Business Behaviour
Kurzfristige Absagen sind ein No-go

Darf man eine Business-Einladung holterdiepolter im letzten Augenblick absagen? Die Telekom hat das gerade gemacht. Sie hat ihre - obendrein traditionelle - Cebit-Party "Talk@night" bei den 500 geladenen Gästen abgesagt. Ich halte das für kritisch.

Die Gäste von Events wie der Cebit-Party "Talk@night" der Telekom haben den Termin lange eingeplant. Je größer die Veranstaltung, umso mehr Menschen haben sich dort auch bereits verabredet - man sieht sich. Umso eher, wenn das Fest ein Ritual ist und Jahr für Jahr stattfindet.

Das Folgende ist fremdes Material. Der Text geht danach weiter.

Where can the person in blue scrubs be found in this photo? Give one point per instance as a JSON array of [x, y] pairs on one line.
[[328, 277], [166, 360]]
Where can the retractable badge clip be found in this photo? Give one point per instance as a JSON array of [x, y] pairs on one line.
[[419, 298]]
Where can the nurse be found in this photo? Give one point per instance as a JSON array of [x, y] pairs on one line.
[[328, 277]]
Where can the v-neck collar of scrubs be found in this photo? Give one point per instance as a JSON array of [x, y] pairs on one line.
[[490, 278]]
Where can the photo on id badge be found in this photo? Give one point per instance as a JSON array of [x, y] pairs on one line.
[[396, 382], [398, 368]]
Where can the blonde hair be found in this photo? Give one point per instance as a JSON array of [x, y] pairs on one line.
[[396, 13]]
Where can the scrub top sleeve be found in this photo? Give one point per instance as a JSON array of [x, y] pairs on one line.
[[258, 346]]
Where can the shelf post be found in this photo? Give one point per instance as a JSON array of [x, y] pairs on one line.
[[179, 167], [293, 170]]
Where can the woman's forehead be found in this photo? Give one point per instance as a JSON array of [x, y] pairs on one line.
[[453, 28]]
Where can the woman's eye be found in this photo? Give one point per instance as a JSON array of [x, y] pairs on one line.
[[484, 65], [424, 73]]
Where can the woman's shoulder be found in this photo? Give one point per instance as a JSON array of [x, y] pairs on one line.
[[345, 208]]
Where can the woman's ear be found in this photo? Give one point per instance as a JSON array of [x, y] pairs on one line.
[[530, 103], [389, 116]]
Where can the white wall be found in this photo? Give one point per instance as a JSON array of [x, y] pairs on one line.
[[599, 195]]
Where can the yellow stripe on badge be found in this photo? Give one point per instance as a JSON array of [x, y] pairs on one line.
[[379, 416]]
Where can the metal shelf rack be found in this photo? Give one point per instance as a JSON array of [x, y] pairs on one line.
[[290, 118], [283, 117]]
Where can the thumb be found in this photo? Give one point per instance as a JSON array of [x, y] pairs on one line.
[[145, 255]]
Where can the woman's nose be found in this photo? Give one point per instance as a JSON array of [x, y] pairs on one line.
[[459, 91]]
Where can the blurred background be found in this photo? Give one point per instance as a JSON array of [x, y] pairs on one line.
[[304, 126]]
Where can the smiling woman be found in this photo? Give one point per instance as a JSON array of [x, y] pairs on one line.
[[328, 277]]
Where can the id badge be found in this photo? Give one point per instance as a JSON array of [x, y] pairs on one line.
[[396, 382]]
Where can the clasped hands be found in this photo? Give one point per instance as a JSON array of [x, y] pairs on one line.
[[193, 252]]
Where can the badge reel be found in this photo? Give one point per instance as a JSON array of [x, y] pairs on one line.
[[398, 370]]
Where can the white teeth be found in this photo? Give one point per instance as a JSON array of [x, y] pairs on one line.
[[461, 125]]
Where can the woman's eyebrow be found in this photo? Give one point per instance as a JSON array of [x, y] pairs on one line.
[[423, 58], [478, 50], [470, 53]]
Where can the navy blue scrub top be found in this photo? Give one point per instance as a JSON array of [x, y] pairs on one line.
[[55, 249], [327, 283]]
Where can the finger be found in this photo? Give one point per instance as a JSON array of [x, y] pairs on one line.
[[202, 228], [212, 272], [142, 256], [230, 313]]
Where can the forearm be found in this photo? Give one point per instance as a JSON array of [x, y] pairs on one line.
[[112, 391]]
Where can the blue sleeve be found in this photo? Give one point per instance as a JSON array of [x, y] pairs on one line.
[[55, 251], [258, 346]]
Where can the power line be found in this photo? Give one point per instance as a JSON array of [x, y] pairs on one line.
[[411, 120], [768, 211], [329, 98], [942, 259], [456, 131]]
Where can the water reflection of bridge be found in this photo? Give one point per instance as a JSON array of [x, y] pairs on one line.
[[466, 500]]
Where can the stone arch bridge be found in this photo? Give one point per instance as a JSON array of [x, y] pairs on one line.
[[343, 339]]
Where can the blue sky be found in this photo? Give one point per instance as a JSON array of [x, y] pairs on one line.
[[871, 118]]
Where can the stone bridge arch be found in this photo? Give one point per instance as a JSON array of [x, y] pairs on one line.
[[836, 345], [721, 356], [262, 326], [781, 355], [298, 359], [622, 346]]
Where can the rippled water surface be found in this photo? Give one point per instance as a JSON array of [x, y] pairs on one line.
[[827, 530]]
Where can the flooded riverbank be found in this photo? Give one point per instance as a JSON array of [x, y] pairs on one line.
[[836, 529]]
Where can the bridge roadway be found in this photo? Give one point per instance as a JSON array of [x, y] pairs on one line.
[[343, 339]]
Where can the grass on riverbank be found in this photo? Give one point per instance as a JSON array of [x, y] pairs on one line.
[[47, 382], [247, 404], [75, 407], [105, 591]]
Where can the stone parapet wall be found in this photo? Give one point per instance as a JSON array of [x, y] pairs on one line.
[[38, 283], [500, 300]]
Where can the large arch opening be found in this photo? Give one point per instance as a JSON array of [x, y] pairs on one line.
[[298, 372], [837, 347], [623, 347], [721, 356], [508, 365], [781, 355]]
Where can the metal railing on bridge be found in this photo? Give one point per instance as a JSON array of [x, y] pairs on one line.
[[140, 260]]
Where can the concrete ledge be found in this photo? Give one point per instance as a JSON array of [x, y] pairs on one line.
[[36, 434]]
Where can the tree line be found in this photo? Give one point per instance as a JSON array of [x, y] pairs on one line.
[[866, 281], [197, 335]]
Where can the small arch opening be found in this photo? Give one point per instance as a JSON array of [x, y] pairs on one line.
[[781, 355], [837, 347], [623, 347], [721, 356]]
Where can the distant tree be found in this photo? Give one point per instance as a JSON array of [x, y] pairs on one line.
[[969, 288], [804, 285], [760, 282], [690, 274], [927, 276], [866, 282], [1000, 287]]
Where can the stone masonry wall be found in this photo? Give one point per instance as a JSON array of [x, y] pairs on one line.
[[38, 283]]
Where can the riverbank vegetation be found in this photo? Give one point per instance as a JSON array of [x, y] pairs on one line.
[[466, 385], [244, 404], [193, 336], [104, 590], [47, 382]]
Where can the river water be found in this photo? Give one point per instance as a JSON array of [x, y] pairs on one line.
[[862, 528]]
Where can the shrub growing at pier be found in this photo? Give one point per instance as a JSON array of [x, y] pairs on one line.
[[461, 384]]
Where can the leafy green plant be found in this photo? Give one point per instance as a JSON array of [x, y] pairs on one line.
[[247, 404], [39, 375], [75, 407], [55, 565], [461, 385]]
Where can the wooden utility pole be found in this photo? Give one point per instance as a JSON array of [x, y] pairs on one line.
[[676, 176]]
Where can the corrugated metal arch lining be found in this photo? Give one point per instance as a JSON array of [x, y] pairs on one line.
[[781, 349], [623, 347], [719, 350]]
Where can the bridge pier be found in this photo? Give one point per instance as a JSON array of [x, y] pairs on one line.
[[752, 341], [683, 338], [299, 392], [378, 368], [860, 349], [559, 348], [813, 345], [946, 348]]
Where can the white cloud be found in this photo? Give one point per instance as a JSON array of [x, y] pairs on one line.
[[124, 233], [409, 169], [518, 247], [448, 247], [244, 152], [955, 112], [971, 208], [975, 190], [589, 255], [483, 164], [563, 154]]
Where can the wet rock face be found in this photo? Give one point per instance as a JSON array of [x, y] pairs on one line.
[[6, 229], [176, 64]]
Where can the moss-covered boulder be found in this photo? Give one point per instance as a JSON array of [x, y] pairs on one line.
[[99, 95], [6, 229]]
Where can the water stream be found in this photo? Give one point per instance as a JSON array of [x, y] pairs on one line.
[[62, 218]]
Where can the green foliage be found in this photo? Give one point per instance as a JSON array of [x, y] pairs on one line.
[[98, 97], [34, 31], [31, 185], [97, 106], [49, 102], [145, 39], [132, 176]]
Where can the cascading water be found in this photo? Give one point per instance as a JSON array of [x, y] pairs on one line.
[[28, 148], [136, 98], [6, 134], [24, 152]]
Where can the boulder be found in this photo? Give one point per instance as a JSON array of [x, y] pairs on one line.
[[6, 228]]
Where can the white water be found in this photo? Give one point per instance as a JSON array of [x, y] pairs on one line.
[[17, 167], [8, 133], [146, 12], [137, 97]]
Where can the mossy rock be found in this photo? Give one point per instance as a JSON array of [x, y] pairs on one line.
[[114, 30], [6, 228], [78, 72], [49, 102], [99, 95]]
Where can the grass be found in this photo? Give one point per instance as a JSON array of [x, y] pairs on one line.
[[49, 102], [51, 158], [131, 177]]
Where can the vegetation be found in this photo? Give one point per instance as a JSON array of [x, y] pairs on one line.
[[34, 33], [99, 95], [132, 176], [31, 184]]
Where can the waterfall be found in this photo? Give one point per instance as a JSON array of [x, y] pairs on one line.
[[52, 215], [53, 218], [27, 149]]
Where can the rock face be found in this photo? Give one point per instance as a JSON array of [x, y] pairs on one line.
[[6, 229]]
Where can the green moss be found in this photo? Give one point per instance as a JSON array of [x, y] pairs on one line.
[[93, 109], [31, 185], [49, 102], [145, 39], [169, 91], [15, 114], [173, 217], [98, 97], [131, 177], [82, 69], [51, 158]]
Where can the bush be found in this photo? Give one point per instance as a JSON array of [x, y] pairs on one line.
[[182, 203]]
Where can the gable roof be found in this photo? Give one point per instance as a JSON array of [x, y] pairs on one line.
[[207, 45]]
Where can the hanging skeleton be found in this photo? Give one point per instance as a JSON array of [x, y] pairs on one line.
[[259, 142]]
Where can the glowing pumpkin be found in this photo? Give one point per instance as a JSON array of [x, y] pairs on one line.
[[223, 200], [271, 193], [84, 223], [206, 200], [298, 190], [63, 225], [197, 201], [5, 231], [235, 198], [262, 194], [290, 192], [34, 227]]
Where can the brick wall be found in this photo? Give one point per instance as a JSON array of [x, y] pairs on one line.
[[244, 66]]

Der Imageschaden ist zu hoch. Nicht nur im Fall einer Messeparty. Auch kleinere Einladungen sind - einmal ausgesprochen - absolut verbindlich. Die Ausladung ist immer auch ein verbaler Schlag ins Gesicht für die Eingeladenen. Dabei geht es gar nicht um die einmal gesetzten Maßstäbe, die vielleicht nicht jedes Mal machbar sind. Es ist kein Problem, wenn die Speisen und Getränke auch mal bescheidener ausfallen: Würstchen statt eines erlesenen Büfetts, Prosecco statt Champagner, Musik vom Band statt Live-Band. So mutmaßt die Zeitschrift "Capital", die Telekom befürchte negative Schlagzeilen, wenn sich mehr oder minder prominente Gäste auf Kosten des Unternehmens einen schönen Abend machten - während bei 50 000 Mitarbeitern die Gehälter gekürzt werden sollen. Die Ausladung als Demo-Maßnahme? Möglicherweise.

Doch wie empfindet man es, wenn Großunternehmen zu solch relativ geringfügigen Sparmaßnahmen greifen, nur um sich als - sagen wir mal - politisch korrekt in Szene zu setzen? Nur um möglichen Kritikern gleich den Wind aus den Segeln zu nehmen. Denn Demonstranten wie vor kurzem beim Frankfurter Opernball waren gar nicht in Sicht. Besser ist es, solch eine Großveranstaltung mit hohem Aufmerksamkeitswert nur abzusagen, wenn man gleich eine griffige Erklärung mitliefern kann. Damit Spekulationen gar nicht mehr aufkommen können.

Doch kurzfristig absagen oder gar unentschuldigt fernzubleiben, das ist jedoch umgekehrt auch ein No-go für die Gäste. Besonders wichtig ist dies für Ehrengäste. Solche, die eine Veranstaltung aufwerten sollen - und für andere Gäste oft der Grund zur Zusage sind. Gerade diese VIPs müssen zugesagten Veranstaltungen wenigstens einen Kurzbesuch machen und sich sehen lassen - und damit den Gästen und dem Gastgeber Respekt erweisen. Und wenn sie nur für eine halbe Stunde kommen, Hände schütteln und unauffällig den Rückzug anzutreten.